Grafana Cloud
Grafana Cloud is a hosted version of Grafana, Prometheus, Loki, and Tempo.
If you prefer this observability stack, now you don't have to host and maintain it yourself anymore. But self-hosting comes at a cost. Providing a service with good uptime, retention, and durability has its problems that need solving.
tip
If you decide to self-host, it is still beneficial reading this chapter. Even though it is about setting up Grafana Cloud, the pricing model of Grafana Cloud forces you to be diligent with your metrics: store only a subset of all available metrics with emphasis on low cardinality. An exercise that you have to do eventually with your self-hosted stack as well to be able to provide a reliable service.
Shipping metrics
Grafana Cloud has a mostly self-explanatory setup. You have to install Prometheus, Loki, and Tempo on your cluster in shipping configuration. You will have a Prometheus running in your cluster that scrapes all metrics, but you will also have a remote_write
configuration. After scraping, a subset of metrics will be forwarded to Grafana Cloud to benefit from storage, dashboards, and retention. See the setup guide (here)(https://grafana.com/docs/grafana-cloud/metrics-prometheus/).

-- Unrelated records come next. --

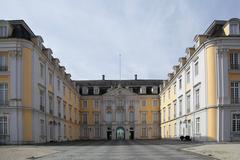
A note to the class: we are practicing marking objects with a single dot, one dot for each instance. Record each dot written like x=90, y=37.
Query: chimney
x=135, y=76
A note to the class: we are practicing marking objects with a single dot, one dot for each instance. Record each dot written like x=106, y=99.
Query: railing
x=42, y=108
x=3, y=103
x=234, y=67
x=3, y=68
x=51, y=111
x=235, y=100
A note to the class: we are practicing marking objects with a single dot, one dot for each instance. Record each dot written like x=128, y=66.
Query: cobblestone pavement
x=115, y=150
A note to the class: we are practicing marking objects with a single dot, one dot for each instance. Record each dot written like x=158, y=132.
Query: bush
x=181, y=138
x=187, y=138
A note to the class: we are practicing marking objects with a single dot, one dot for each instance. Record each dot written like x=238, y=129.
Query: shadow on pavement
x=119, y=142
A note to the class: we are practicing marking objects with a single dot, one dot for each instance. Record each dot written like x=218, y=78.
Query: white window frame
x=4, y=90
x=5, y=125
x=237, y=125
x=3, y=31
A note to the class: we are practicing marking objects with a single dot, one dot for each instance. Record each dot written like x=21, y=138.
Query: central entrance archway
x=120, y=133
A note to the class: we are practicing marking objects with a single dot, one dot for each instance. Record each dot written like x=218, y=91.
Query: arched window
x=131, y=116
x=109, y=117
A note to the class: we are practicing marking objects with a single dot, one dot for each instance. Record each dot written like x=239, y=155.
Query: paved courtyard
x=103, y=150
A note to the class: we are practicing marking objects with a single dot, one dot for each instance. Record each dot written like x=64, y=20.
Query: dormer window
x=143, y=90
x=154, y=89
x=96, y=90
x=3, y=31
x=85, y=90
x=234, y=28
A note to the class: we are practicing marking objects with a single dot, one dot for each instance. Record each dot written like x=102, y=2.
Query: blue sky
x=88, y=35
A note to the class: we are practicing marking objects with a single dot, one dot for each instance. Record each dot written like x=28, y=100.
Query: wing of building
x=38, y=100
x=40, y=103
x=120, y=109
x=201, y=98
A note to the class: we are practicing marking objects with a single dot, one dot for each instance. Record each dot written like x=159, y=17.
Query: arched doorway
x=120, y=133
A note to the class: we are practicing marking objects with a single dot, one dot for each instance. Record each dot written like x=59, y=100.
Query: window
x=155, y=117
x=70, y=112
x=65, y=131
x=3, y=93
x=144, y=117
x=3, y=31
x=180, y=83
x=169, y=112
x=163, y=97
x=97, y=132
x=236, y=122
x=59, y=84
x=155, y=102
x=234, y=28
x=188, y=103
x=169, y=130
x=131, y=116
x=164, y=114
x=59, y=107
x=42, y=100
x=3, y=63
x=169, y=92
x=96, y=104
x=109, y=117
x=51, y=130
x=196, y=68
x=50, y=78
x=131, y=103
x=180, y=107
x=85, y=132
x=174, y=88
x=59, y=130
x=64, y=110
x=84, y=90
x=188, y=77
x=109, y=103
x=175, y=108
x=197, y=99
x=144, y=103
x=42, y=70
x=64, y=90
x=85, y=104
x=235, y=89
x=144, y=132
x=3, y=125
x=119, y=116
x=96, y=90
x=198, y=125
x=143, y=90
x=96, y=118
x=85, y=117
x=175, y=129
x=235, y=61
x=51, y=108
x=42, y=127
x=154, y=89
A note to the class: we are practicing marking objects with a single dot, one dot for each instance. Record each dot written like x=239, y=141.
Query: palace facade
x=201, y=97
x=40, y=103
x=120, y=109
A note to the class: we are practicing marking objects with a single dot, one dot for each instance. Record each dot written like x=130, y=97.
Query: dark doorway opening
x=109, y=135
x=131, y=134
x=120, y=133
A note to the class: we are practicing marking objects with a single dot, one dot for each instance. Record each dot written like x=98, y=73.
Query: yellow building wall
x=27, y=94
x=211, y=90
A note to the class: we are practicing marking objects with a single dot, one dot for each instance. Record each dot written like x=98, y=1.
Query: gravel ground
x=230, y=151
x=104, y=150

Alternatively, you can use the Grafana Agent project that is based on the open-source Prometheus and Loki projects, factored into a small package that contains the metric and log shipping parts.
If you chose Gimlet Stack as the installation method, it has a preconfigured Grafana Cloud integration with pruned metrics and logs.
Day-two operations
Billing alerts
When you use Grafana Cloud, you should always set billing alerts.
The built-in Grafana Cloud Billing dashboard allows you to track your usage. Make a copy of this dashboard, and set alerts for the total billable logs and metrics series.
On the included quota
Depending on your package, Grafana Cloud includes:
- 100GB logs per month
- 15000 metrics
The logging quota is fairly straightforward, but the metrics quota is not so self-evident.
- Most off-the-shelf exporters push you over the 15K limit
- To only ship metrics you use in your dashboards, put them on an allow list. See how.
- Cloud billing is a dark art, learn how Grafana bills.
On the cost of Histogram metrics
Histogram metrics weigh heavier than other metrics. Each distinct label variation counts as a metric series.
If you have 3 labels with 10 different values each, that is 10x10x10 = 1000 metrics. So be careful with the number of different values you have per label.
This is especially true for histograms, as they have buckets (10 by default), and a histogram coming from a server/pod/thread counts as 10 metrics.
If you have 10 buckets and 10 workers, it is 100 metrics coming from a single metric line in code.
To identify the largest metrics you have, you can run
topk(10, count by (__name__)({__name__=~".+"}))
The top metric for me had 672 metric series.
Querying the metric, I could see that there are only a couple of labels: cluster
, job
, le
, albeit rather high cardinality.
count(count by (le) (image_process_time_bucket))
shows 21 bucketscount(count by (job) (image_process_time_bucket))
31 distinct jobscount(count by (cluster) (image_process_time_bucket))
from 2 clusters
Since I pay $16 for 1000 series, this single metric (that is in code) costs $5 a month. High cardinality histograms are rather expensive.
tip
See how to analyze metrics cardinality
Grafana Cloud also includes a dashboard for cardinality analysis.